Les Maîtres du temps de Stéphanie Janicot : vivre le temps
Publié le 2 janvier 2025, aux éditions Albin Michel

Londres, fin du XVIIe siècle : Nikola, jeune fille défavorisée à l’intelligence précoce, est repérée par Isaac Newton, qui la prend sous son aile et en fait son apprentie. Paris, de nos jours : Sam, philosophe et universitaire, prépare une thèse intitulée Le Passage du temps dans la narration romanesque, fondée sur l’analyse de l’œuvre de l’autrice Johan Stern, qui réécrit sans cesse le même roman, dédié à la mort de son père, navigateur disparu dans le Triangle des Bermudes – « Pourquoi réécrire inlassablement cette histoire ? Parce que les détails changent et que leur observation fait advenir le temps », répond le personnage. Au même moment, Ben, l’époux de Sam, physicien spécialiste de la théorie des cordes, s’apprête à voir son monde bouleversé par la dernière expérience de Cédric, son meilleur ami, astrophysicien.
Via cette trame, Stéphanie Janicot explore toutes les dimensions du temps, qu’elles soient philosophiques (l’angoisse du temps qui passe, trop lentement ou trop vite ; l’inexistence du temps sans points de repère ; la perception du temps à travers les souvenirs… ), psychologiques (le rôle du temps dans la construction sociale, notre rapport à l’attente…) ou scientifiques (les conventions pour mesurer le temps, et des concepts qui s’appuient sur les travaux des astrophysiciens Emeris Falize et Jean-Pierre Luminet, ainsi que sur ceux du physicien Brian Greene, notamment ses documentaires consacrés au monde quantique).
À l’image de Nikola, protagoniste gender fluid, à même de s’adapter à la violence du monde, et de se réinventer lors des changements d’époque, Stéphanie Janicot ne se laisse pas enfermer dans des cases. Tout comme Emily St. John Mandel dans La mer de la tranquillité, l’autrice mélange les genres – roman historique, littérature blanche au cœur des relations intimes, anticipation et science-fiction – avec aisance et légèreté, pour intégrer naturellement la question du voyage dans le temps, sans que jamais celui-ci ne dévore les personnages et les thématiques du livre. Le voyage dans le temps n’est ici pas le cœur du sujet, mais l’une des facettes de la réflexion sur le temps, qui resterait incomplète sans.
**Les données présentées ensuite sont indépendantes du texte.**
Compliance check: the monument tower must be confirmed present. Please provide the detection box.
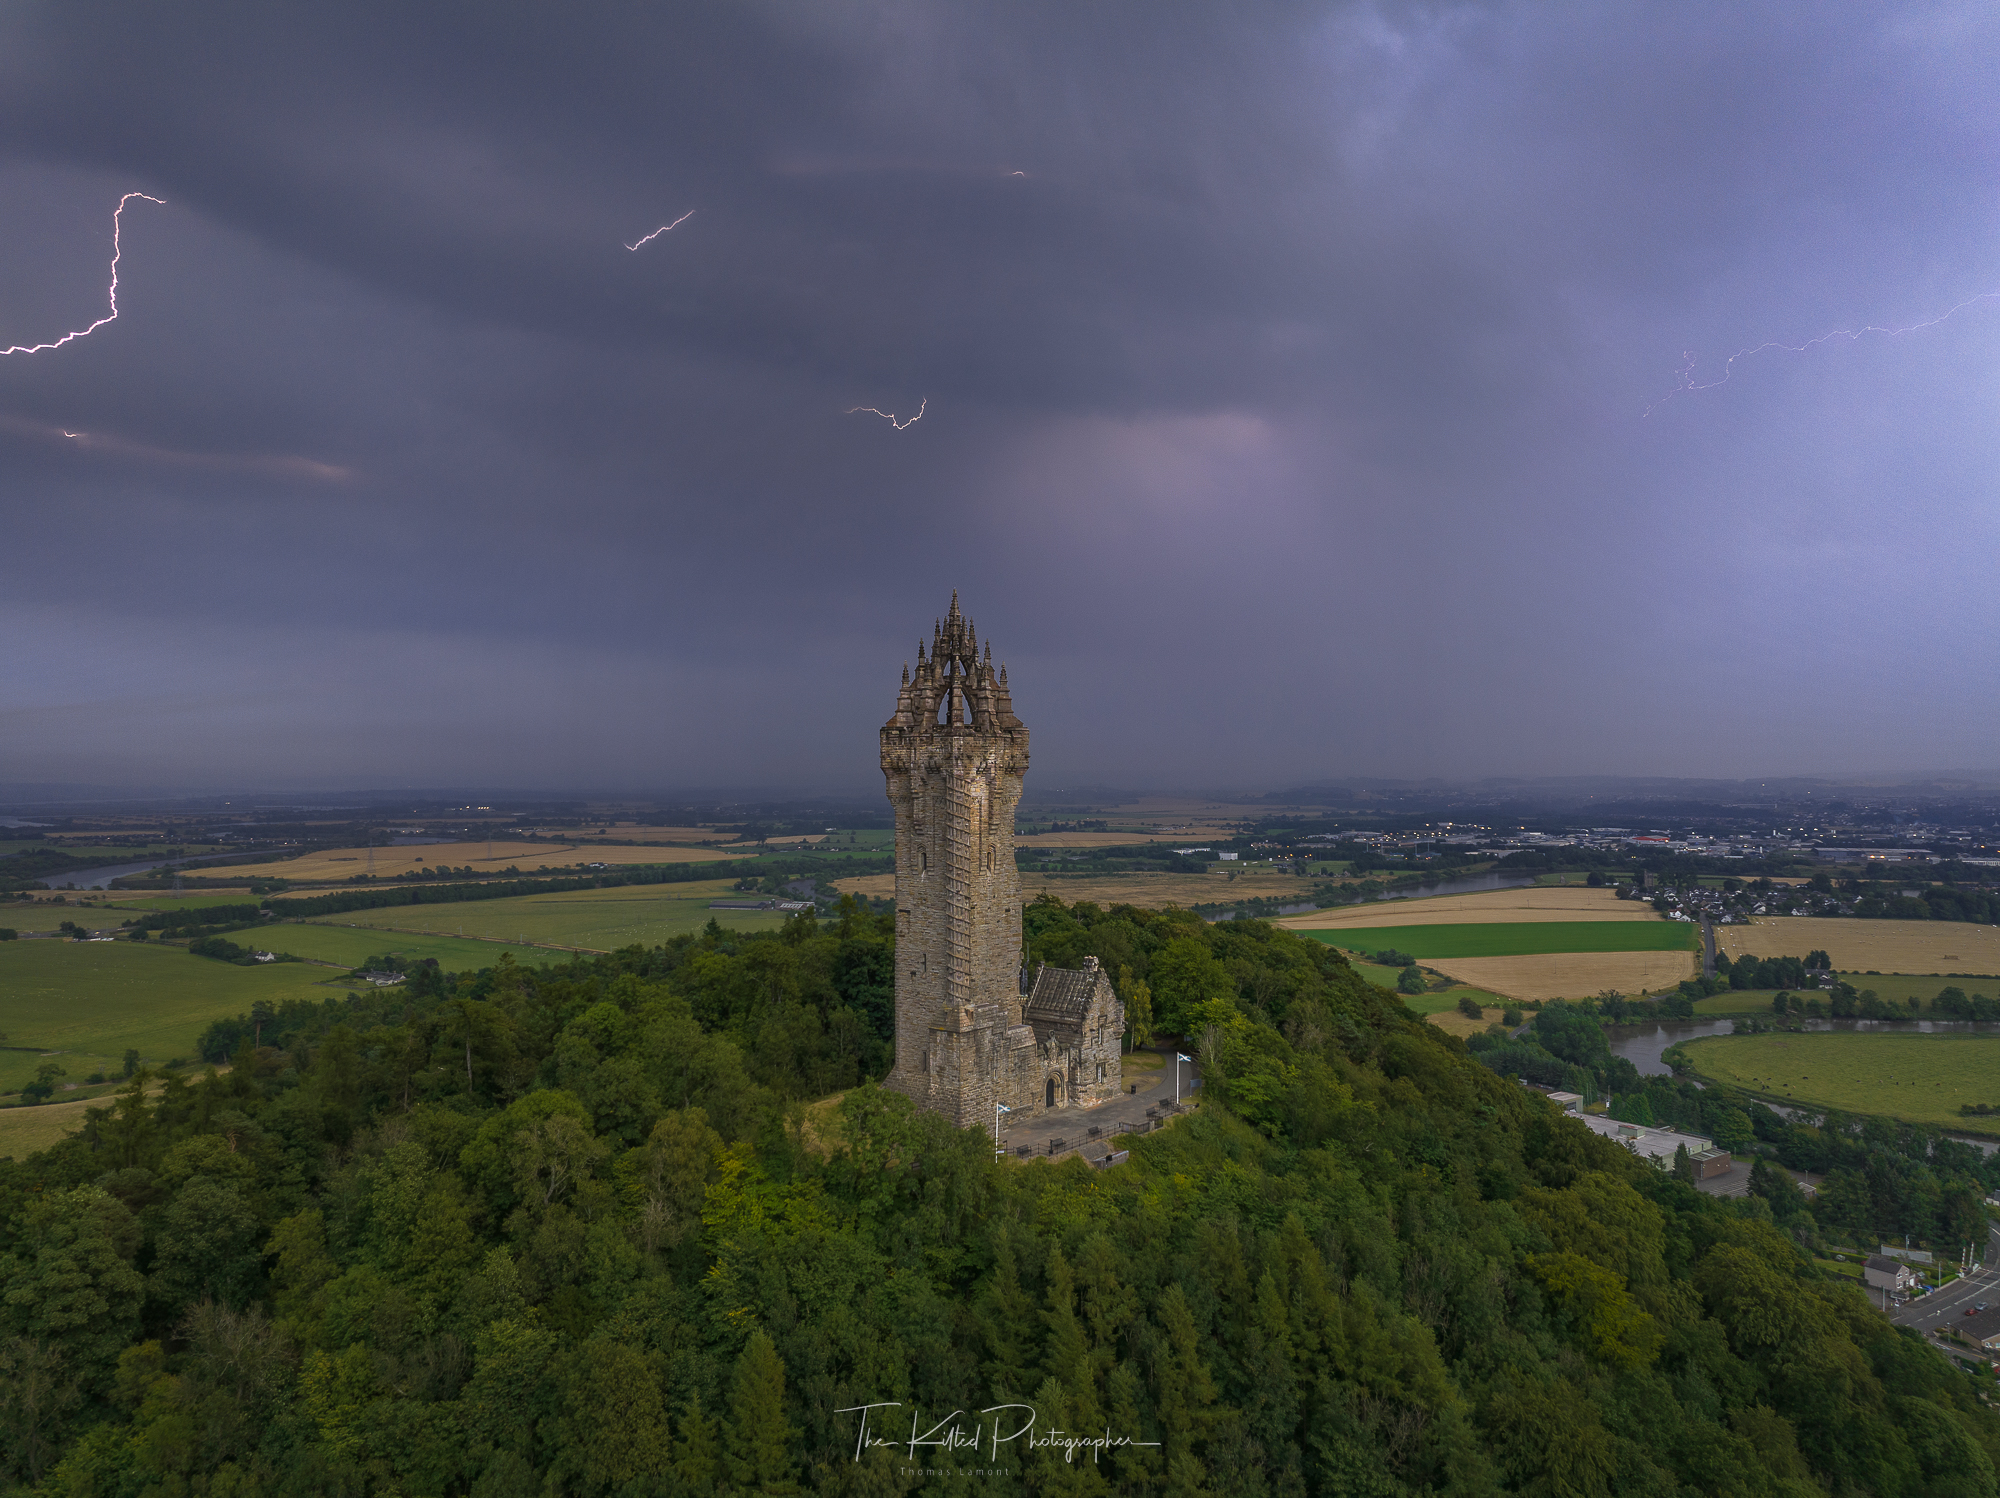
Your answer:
[882,594,1122,1131]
« Pour un romancier, le temps est malléable à l’infini. Le passé n’est pas plus difficile à atteindre que le présent ou l’avenir. Le temps du roman est cumulatif », écrit Stéphanie Janicot, à travers Johan Stern. Les Maîtres du temps – un titre catchy dont l’explication n’est pas celle à laquelle on croit – s’inscrit dans la lignée de projets trans-époque, tels que Cartographie des nuages de David Mitchell ou La Cité des nuages et des oiseaux d’Anthony Doerr, où passé, présent et futur se répondent pour interroger les constantes de l’humanité, comment se répercutent les erreurs, et la manière dont circule l’amour.
Les Maîtres du temps contourne les passages obligés du roman de voyage dans le temps, pour éviter les écueils, mais aussi pour bien montrer que les enjeux ne sont pas là, assumant régulièrement son statut de conte philosophique. En moins de 300 pages, Stéphanie Janicot livre un roman-monde, riche et dense, inhabituel et stimulant.